We already have enough people in the world, I always thought, so why do I have to go through the bother of having more? Plus, kids seemed like a total pain. They shit in their pants and whine and generally get in the way of you having a good time.
I wasn’t particularly excited when I learned my brother and his wife were pregnant, and when my baby niece came I didn’t care much. She reminded me of all the other babies I had ever seen. I remember my brother bringing this little bundle of boring humanity into the bathroom early in the morning, saying “look! Auntie is brushing her teeth!” It was too early for baby talk, and I barked at him to leave me alone.
I did have to admit she was spectacularly cute. But she just did what all babies did: cried, pooped and demanded a lot of work. My brother and sister-in-law were over the moon, and clearly expected me to be.
About 11 months later they came to visit. They were staying with her sister, who lives in New York as well, and I grumbled all the way to the Upper West Side to see them. As I walked into the apartment, I prepared myself to have to goo and gah over a little baby who wasn’t very interesting.

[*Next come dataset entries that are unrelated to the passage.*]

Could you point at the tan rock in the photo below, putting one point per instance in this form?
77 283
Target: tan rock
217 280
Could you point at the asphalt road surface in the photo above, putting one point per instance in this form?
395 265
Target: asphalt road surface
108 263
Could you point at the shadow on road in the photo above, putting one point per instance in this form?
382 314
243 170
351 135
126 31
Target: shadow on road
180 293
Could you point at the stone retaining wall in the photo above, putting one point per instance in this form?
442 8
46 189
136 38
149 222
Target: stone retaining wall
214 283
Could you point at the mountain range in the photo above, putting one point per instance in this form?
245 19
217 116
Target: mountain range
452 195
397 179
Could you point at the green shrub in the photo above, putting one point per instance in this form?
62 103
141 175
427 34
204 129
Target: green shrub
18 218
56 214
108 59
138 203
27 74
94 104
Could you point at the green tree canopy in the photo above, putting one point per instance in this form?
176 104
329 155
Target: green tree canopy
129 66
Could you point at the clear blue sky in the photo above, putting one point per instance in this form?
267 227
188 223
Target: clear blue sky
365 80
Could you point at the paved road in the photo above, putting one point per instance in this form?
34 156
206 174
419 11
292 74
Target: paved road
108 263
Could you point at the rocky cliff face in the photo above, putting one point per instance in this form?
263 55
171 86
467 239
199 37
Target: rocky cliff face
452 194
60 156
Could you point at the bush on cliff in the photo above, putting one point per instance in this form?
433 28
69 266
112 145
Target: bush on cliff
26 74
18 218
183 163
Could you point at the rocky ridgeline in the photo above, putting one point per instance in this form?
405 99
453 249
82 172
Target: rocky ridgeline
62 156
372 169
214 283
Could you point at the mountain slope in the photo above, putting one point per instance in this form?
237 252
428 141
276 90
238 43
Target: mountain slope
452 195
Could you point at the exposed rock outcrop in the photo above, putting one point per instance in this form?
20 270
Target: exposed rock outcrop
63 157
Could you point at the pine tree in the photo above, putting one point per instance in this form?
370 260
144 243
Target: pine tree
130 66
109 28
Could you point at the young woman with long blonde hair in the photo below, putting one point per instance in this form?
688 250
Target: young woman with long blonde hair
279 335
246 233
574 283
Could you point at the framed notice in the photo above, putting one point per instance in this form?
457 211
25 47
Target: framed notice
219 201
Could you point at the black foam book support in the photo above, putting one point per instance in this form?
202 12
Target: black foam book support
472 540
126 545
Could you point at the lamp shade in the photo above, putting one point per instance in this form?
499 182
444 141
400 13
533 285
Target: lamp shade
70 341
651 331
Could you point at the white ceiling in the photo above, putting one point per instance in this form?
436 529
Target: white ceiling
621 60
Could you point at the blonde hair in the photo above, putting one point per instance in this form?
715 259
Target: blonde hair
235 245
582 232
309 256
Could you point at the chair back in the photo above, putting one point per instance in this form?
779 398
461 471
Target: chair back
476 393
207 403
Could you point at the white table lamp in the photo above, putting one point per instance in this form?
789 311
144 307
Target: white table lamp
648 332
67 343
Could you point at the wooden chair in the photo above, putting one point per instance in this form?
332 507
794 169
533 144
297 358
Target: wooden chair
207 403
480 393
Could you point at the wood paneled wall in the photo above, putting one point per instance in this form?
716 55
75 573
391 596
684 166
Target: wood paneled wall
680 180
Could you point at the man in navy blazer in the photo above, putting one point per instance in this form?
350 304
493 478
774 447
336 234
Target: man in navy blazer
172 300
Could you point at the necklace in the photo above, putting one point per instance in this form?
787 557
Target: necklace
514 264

But then I walked in and stopped in my tracks. Crawling around on the floor was this gorgeous, adorable little creature. She had delicious ringlets of dark blonde curls and a killer smile. She looked up at me with big, shining blue eyes, as if she had never been so happy to see anyone in her entire life. She was babbling random nonsense words with great conviction, as if she knew what they meant. Then she grinned at me and I said:
“Hi, baby.”
I honestly didn’t know what had happened to me. I felt my heart grow huge and glowing and then it burst out of my chest and expanded and grew as big as the room. Who was this spectacular thing? Was this the little squirmy baby ruining my morning bathroom time just months earlier? How did she get so cute, so fun, and so full of love?
“Oh my god,” I said out loud. Inside I felt the questions keep coming. What just happened to me? And how did I never understand this before? Who am I now?
I was 31 years old. I didn’t know then if I wanted a kid, but I sure understood why people had them. I think it was the first time I really understood love. And why love is so great.